A Máquina Analítica e a pré-história dos computadores

28 de julho de 2020

Atualizado em: 22/12/2023

A evolução tecnológica acompanha nossa capacidade de fazer cálculos mais complexos. O homem começou contando os dedos, inventou o ábaco, a calculadora, a máquina analítica e chegamos ao Summit, o computador mais veloz do mundo, capaz de fazer 200 petaflops (200 quatrilhões!) de cálculos e simulações científicas por segundo. Você conhece um pouco da história da computação? Comecemos com sua “pré-história” e a importância de visionários como Napier, Pascal, Leibniz, Babbage e Lovelace. Sem eles, você não estaria lendo este texto agora.

O início de tudo

Essa trajetória começa no século 16 com John Napier (1550-1617).

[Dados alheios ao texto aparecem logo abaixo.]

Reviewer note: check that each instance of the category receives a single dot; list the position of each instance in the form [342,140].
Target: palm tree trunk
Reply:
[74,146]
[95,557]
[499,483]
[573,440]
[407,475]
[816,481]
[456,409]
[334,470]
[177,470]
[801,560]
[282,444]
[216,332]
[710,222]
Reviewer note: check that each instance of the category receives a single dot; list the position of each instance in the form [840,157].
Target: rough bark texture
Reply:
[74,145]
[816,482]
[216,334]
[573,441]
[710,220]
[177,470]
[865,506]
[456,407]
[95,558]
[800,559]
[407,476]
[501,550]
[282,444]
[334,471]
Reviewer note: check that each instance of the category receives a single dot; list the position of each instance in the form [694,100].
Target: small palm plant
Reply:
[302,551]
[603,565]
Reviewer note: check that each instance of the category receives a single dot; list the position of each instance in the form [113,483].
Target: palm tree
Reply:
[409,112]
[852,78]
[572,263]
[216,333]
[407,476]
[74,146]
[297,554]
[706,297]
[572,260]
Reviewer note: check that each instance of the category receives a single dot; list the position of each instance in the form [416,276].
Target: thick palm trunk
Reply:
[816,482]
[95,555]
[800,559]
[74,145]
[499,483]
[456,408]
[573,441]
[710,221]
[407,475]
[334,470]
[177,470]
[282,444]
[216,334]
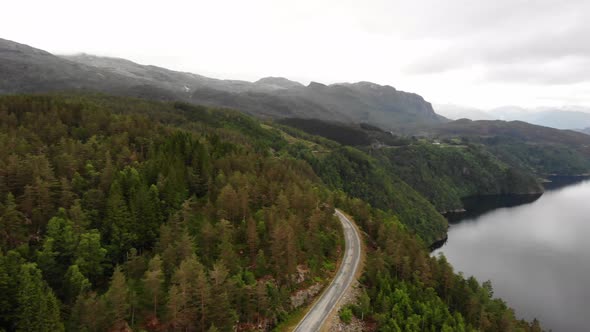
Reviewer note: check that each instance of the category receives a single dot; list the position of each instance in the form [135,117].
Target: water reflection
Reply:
[536,254]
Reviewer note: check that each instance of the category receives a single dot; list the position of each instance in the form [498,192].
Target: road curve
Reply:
[317,315]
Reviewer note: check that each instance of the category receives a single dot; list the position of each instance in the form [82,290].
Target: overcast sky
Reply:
[466,52]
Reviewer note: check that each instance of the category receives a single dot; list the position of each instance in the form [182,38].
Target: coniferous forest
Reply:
[125,214]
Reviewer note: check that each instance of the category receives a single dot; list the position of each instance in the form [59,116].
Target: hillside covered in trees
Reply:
[121,213]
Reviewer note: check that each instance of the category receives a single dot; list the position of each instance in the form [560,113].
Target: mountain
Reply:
[541,150]
[27,69]
[560,119]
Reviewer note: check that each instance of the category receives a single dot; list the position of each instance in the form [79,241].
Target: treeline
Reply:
[408,290]
[111,221]
[121,214]
[445,174]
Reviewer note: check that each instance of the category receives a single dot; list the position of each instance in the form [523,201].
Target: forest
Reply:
[125,214]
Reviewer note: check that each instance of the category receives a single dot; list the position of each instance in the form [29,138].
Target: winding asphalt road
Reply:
[317,315]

Mas antes de falar desse matemático escocês, é necessário lembrar das primeiras ferramentas de cálculo, como o ábaco, que tem origem provável na Mesopotâmia, ao redor de 2400 a.C. Era uma pedra lisa, coberta de areia e bolas de pedra. Muitos outros povos tinham sua versão própria, como egípcios, romanos, indianos e chineses, com suas hastes paralelas e bolinhas.

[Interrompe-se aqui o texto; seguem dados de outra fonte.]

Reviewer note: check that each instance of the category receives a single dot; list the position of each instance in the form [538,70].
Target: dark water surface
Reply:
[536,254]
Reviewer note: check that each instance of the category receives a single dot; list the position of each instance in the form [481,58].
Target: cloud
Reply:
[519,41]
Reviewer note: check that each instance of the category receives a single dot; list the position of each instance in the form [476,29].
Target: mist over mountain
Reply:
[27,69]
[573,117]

Voltando a John Napier, ele escreveu o livro Logaritmos em 1614, com o intuito de transformar cálculos aritméticos complicados em operações mais simples e auxiliar o desenvolvimento da astronomia e do comércio, que se expandia ao conquistar os oceanos. A obra descrevia os logaritmos e as regras para usá-los, e suas tabelas de funções trigonométricas foram úteis por quase um século.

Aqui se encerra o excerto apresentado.